I am using 802.11r and it works in my network setup. Thought I'd share some of my experience with you...

I have two routers (of the same brand and model), one being the gateway and other acting as an AP extension. My log (when a client fast transitions to another AP) do not show "FT authentication already completed..." either. But I recall seeing it before, so I have reason to believe this is due to the verbose level. Here is my log (take note of the time):

AP router (transitioning away in this case):

Sat Nov  6 14:02:20 2021 daemon.notice hostapd: wlan0-1: AP-STA-DISCONNECTED xx:xx:xx:xx:xx:xx
Sat Nov  6 14:02:25 2021 daemon.info hostapd: wlan0-1: STA xx:xx:xx:xx:xx:xx IEEE 802.11: deauthenticated due to local deauth request

Gateway (transitioning to in this case):

Sat Nov  6 14:02:20 2021 daemon.info hostapd: wlan0: STA xx:xx:xx:xx:xx:xx IEEE 802.11: authenticated
Sat Nov  6 14:02:20 2021 daemon.info hostapd: wlan0: STA xx:xx:xx:xx:xx:xx IEEE 802.11: associated (aid 6)
Sat Nov  6 14:02:20 2021 daemon.notice hostapd: wlan0: AP-STA-CONNECTED xx:xx:xx:xx:xx:xx
Sat Nov  6 14:02:20 2021 daemon.info hostapd: wlan0: STA xx:xx:xx:xx:xx:xx WPA: pairwise key handshake completed (RSN)

And I have a way to really easily test for normal 802.11r operations:

  1. On my Android phone, I start KODI, then play a video from local network drive.

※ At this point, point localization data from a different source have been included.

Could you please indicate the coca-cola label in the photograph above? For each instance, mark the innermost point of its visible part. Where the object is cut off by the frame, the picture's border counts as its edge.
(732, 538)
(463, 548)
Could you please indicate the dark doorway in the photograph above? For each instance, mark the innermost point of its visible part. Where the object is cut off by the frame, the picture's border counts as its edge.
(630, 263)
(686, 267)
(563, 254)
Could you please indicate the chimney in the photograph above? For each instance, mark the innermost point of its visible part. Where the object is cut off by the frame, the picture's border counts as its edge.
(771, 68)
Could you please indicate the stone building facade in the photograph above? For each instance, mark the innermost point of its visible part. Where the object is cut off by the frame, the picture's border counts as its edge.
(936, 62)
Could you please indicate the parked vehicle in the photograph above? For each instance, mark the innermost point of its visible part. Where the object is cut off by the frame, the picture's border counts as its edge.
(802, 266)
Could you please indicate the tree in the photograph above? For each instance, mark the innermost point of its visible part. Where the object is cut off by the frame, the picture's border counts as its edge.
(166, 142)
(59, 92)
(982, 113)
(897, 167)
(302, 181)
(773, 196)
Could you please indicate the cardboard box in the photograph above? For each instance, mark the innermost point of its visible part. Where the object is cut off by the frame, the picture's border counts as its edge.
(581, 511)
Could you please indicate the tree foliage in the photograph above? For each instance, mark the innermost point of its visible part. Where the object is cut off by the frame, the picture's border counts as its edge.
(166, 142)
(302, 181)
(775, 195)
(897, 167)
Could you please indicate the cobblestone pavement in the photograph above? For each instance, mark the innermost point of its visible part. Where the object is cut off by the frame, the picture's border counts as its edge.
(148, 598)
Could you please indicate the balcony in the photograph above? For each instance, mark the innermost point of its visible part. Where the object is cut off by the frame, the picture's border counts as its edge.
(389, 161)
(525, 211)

You can do something like this, or even start copying a file from network drive via SMB etc to your local device - just make sure this is a process that will get interrupted (i.e. not buffered and it won't make attempts to reconnect) if network connection is broken.

  2. On the router to which this device is currently connected, go to LUCI then in "status" -> "overview", just go ahead and press the disconnect button for this device

  3. If 802.11r is working properly, the other router will pick up the connection right away (assuming it is within coverage), and whatever the process is being run on the device at the moment (video playback, file copy, etc) will continue without interruption.

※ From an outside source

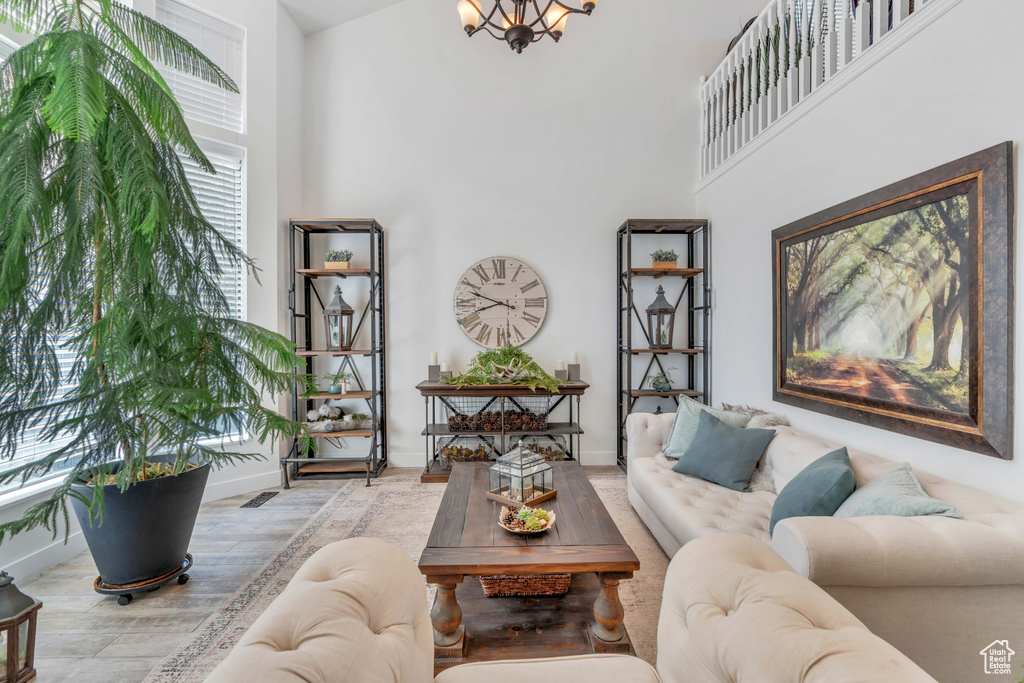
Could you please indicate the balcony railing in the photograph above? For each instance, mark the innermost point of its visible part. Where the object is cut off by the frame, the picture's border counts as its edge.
(793, 49)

  4. Wait at least 3 minutes (otherwise the original router will just reject the connection attempt), then do the same thing on LUCI of the other router. You should see the connection jumping back to the original router, and since 802.11r is working, the process on the device will once again continue without interruption.

A couple of additional notes:

  1. I have not changed wpad at all, just using whatever wpad that comes with the OpenWrt installation. I checked, it is wpad-basic-wolfssl. I am using OpenWrt 21.02.1.

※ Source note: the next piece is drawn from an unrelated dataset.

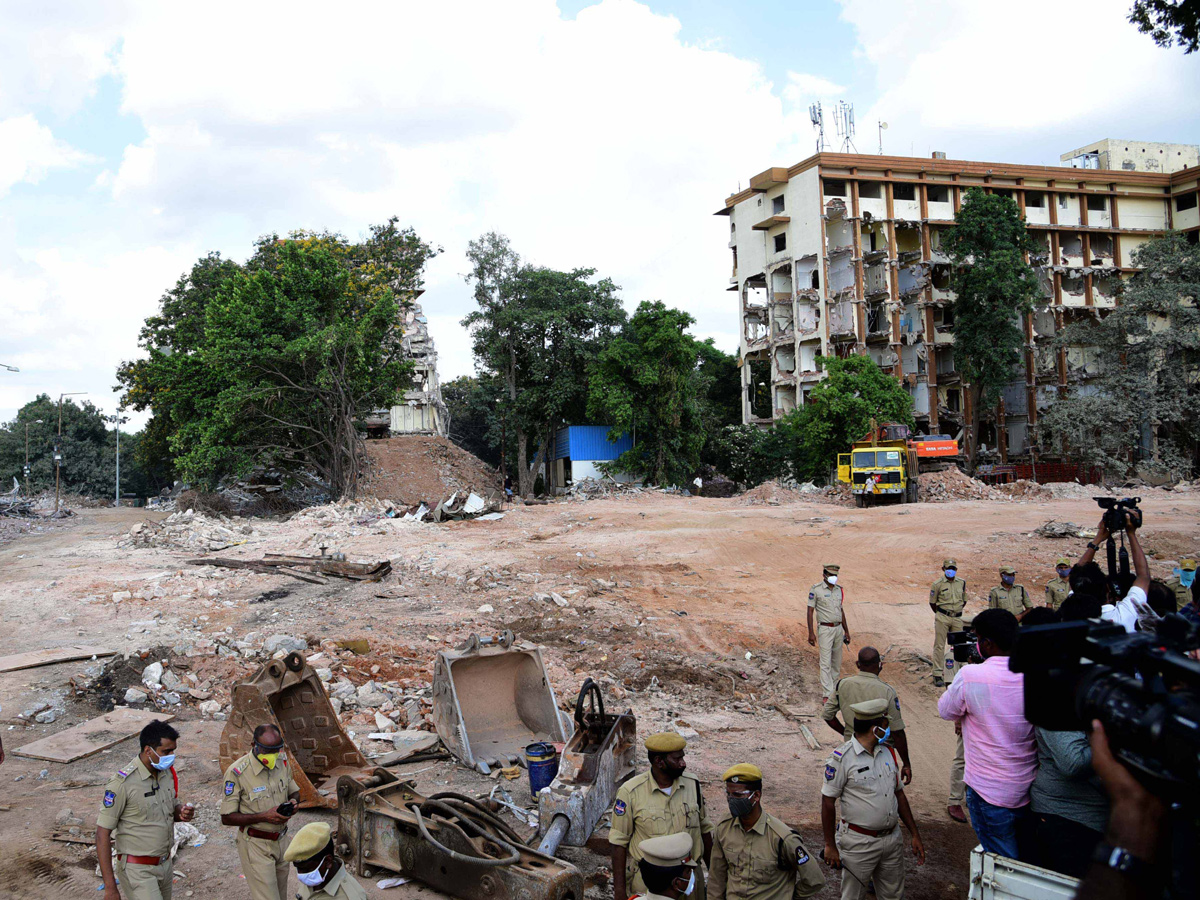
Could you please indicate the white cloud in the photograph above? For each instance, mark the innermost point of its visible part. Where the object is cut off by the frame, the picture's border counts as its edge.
(28, 151)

  2. My two routers were connected with relayd before. And 802.11r was hit and miss for other devices, and did NOT work for my Android phone at all. I changed to WDS, and this made 802.11r work consistently for all of my devices that support it. And this was back when my routers were running 19.07. With 21.02 the entire connection has been even more stable, fast transitioning included.

(edit: I specifically said KODI above because I saw other apps that will quietly make re-connection attempts then resume playing. I believe VLC acts like that if I recall correctly. My KODI just continues to play the video file with zero pause or interruption, but if 802.11r is disabled, it drops the connection entirely)

3 Likes

You should make log level =1 and you will see 4 steps handshake . No FT.
Your log level doesn't show everything.
I have the same log before I change the level .
My phone works absolutely the same if 802.11r is enabled or not , both AP have the same SSID same encryption and same passwords.
And as you can see on the picture


no disconnect and no FT
Also as you can see the APs have FT

Hmm.. you are right. Changed log level, and my log does show the whole 4-way handshake being done.

Bookmarking this thread. If a solution is found maybe it will help me too...

(I thought all along if there is no connection interruption then it means 802.11r is working)

1 Like

FT is all about make lees the switch time to 50ms , my phone switches for 200ms even with 802.11r off , but if APs have different SSID it is always like 1-5 seconds,
I've tried everything with setting and packagesI think, but I never tried new phones like 2018 and new, main is 2016 I think

1 Like

@ZebraOnPC
From which wifi analyzer / heatmap app that screenshot with the clear "access port roaming" log is?